Started eyeballing my options to re-jig the arduino based unit... only a few hundred bytes of code left to make the current controller talk different... And I've got to take away the local controls (no buttons/lcd to avoid little fishkeepers pressing buttons)

Not a fan of most of the commercial units (and again, most are arduino based, there's just not that much room for programs). They're also very specific... I'm wanting a bit more versatile (i have salt and fresh tanks to control)

So... Headed a different direction...

The basic plan:

Teensy 3.0 powered - https://solarbotics.com/product/52060/

Specifications

MK20DX128 32 bit ARM Cortex-M4 48 MHz
128K Flash Memory
16K RAM Memory
2K EEPROM Memory
I/O - 34, 3.3 Volt (REALLY?!? 34 I/O lines? Wow...)
12 Analog inputs
10 PWM outputs
8 Timers (isolated from the PWM)
USB with dedicated DMA memory transfer
3 UART serial ports,
1 I2C
1 SPI
1 I2S
1 IR modulator
Real Time Clock (add your own 32.768MHz crystal & battery)
4 general purpose DMA channels separate from USB DMA
Touch sensor inputs

Did I mention there's a way to program it from the arduino development environment? So existing code can pretty easily be ported? :)

Had a friend help me rejig the pH probe op-amp circuit (note this boards 3.3v IO rather than the arduino's 5v) Going to use OPA2349's - bit of a smaller chip to solder, but - they're cheap (2.69$ each), and they're meant for the more modern logic voltages. Benefit - it'll be solely driven off 3.3v and 5v - no extra wall warts/batteries just for the pH circuit. I'm targeting a full pH range - not the minimal range most are using; pH from 4-9, should leave us a pH resolution of .015 accuracy. Might bring an ADC in yet to improve that, but largely - I'm thinking that's as accurate as it needs to be.
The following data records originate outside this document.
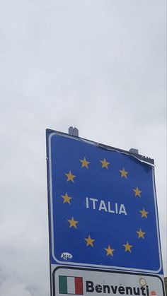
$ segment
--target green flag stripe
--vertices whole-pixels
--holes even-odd
[[[59,294],[67,294],[67,277],[59,276]]]

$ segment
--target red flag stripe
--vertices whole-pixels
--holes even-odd
[[[83,295],[82,278],[75,278],[75,294]]]

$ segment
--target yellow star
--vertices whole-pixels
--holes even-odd
[[[75,220],[74,219],[74,218],[72,217],[71,220],[67,220],[67,221],[69,223],[69,227],[75,227],[77,228],[76,225],[79,223],[79,221],[75,221]]]
[[[136,189],[133,189],[133,191],[135,192],[135,196],[141,197],[140,194],[142,191],[141,190],[139,190],[138,187],[137,187]]]
[[[140,211],[140,213],[142,214],[142,218],[144,218],[144,217],[147,218],[147,215],[148,215],[149,212],[146,212],[144,210],[144,208],[143,208],[142,211]]]
[[[125,177],[125,178],[127,179],[127,175],[128,174],[128,172],[126,172],[125,170],[125,168],[123,167],[122,170],[120,170],[120,172],[121,173],[121,176],[120,177]]]
[[[67,192],[66,192],[66,194],[65,194],[65,195],[62,195],[61,196],[62,196],[62,197],[63,198],[63,199],[64,199],[64,201],[63,201],[63,203],[68,203],[71,204],[71,203],[70,203],[70,199],[71,199],[72,198],[71,198],[71,197],[68,196],[68,194],[67,194]]]
[[[93,242],[95,241],[95,239],[92,239],[90,235],[88,236],[87,239],[84,239],[87,242],[86,247],[88,246],[93,247]]]
[[[86,160],[86,158],[84,160],[79,160],[82,162],[82,167],[87,167],[88,168],[88,164],[90,163],[88,161]]]
[[[102,163],[102,168],[105,167],[108,170],[108,166],[110,165],[110,162],[108,162],[105,158],[104,158],[103,160],[100,160],[100,162]]]
[[[132,244],[129,244],[128,242],[127,242],[127,243],[126,243],[125,244],[123,244],[123,246],[124,246],[124,247],[125,247],[125,251],[131,251],[131,248],[132,248],[133,246],[132,246]]]
[[[111,255],[113,256],[113,251],[115,251],[114,249],[111,249],[110,244],[108,244],[108,248],[105,249],[107,251],[107,256]]]
[[[72,182],[74,182],[74,178],[75,178],[76,176],[74,176],[74,174],[72,174],[71,171],[69,171],[69,174],[65,174],[65,175],[67,177],[67,181],[71,181]]]
[[[142,237],[142,239],[144,239],[144,235],[145,235],[146,232],[143,232],[142,229],[139,229],[139,231],[137,231],[137,233],[138,233],[139,237],[138,239],[139,239],[140,237]]]

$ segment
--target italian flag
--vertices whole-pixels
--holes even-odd
[[[82,278],[59,276],[59,293],[83,295]]]

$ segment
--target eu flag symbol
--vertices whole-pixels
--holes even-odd
[[[154,167],[56,132],[47,158],[52,263],[161,272]]]

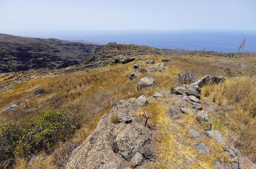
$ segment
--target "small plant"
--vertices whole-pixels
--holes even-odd
[[[72,152],[80,144],[80,143],[77,141],[67,143],[54,153],[54,162],[59,168],[66,167]]]
[[[240,45],[237,46],[238,50],[236,54],[236,58],[237,57],[237,54],[239,52],[239,51],[242,48],[243,49],[244,47],[245,47],[245,43],[246,42],[246,39],[245,38],[244,40],[242,41],[242,42],[240,42]]]
[[[151,114],[150,114],[150,115],[148,115],[149,114],[149,112],[148,112],[147,113],[147,112],[146,111],[146,110],[144,110],[144,114],[143,114],[143,117],[144,118],[146,118],[146,122],[145,122],[145,124],[144,124],[144,126],[145,126],[145,127],[146,127],[147,125],[147,123],[148,122],[148,120],[150,118],[152,118],[153,117],[154,117],[153,115],[152,115],[153,113],[154,113],[155,111],[152,112]]]
[[[189,70],[182,74],[181,72],[177,74],[178,78],[177,80],[181,84],[188,84],[195,81],[198,75],[194,72],[190,72]]]

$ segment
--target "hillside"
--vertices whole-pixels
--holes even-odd
[[[147,46],[109,43],[86,57],[84,63],[88,64],[96,61],[107,62],[107,63],[118,63],[120,60],[133,58],[138,55],[165,54],[166,52],[163,50]]]
[[[0,34],[0,73],[10,72],[5,52],[15,57],[18,71],[31,68],[50,69],[79,64],[103,45],[86,41],[27,38]]]

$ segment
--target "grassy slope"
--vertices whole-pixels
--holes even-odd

Now the fun part - Control... Like I said - I need to take away the buttons/lcd from the kidlets reach. He can't unlock my phone, open the browser, then open the aquarium tab (yet anyway). This works better :)

How I'm doing that - is a fully different matter... I'm not going to deal with the fun of integrating a web server into the base controller. I want them separate anyway.

http://www.pjrc.com/teensy/sd_adaptor.html
http://dx.com/p/sd-to-microsd-transflash-card-converter-module-27001

http://hackaday.com/2013/08/12/hacking-transcend-wifi-sd-cards/

So, as far as my controller side - it's just saving data to a SD card. Easy to implement. But that SD card is in itself its very own webserver. These cards are <35$ - believe there's a fairly easy way to handle some minimal control back and forth across the SD interface (ie if there's something I really want to change - I can drop an updated config file from the webserver onto the cards fat32 volume, the teensy sees it - takes it and assimilates it from there).


Going to hammer out the op-amp circuit tonight, most parts should be rolling in over the next 2 weeks. Should still be able to have lcd and keypad control via i2c for those that want.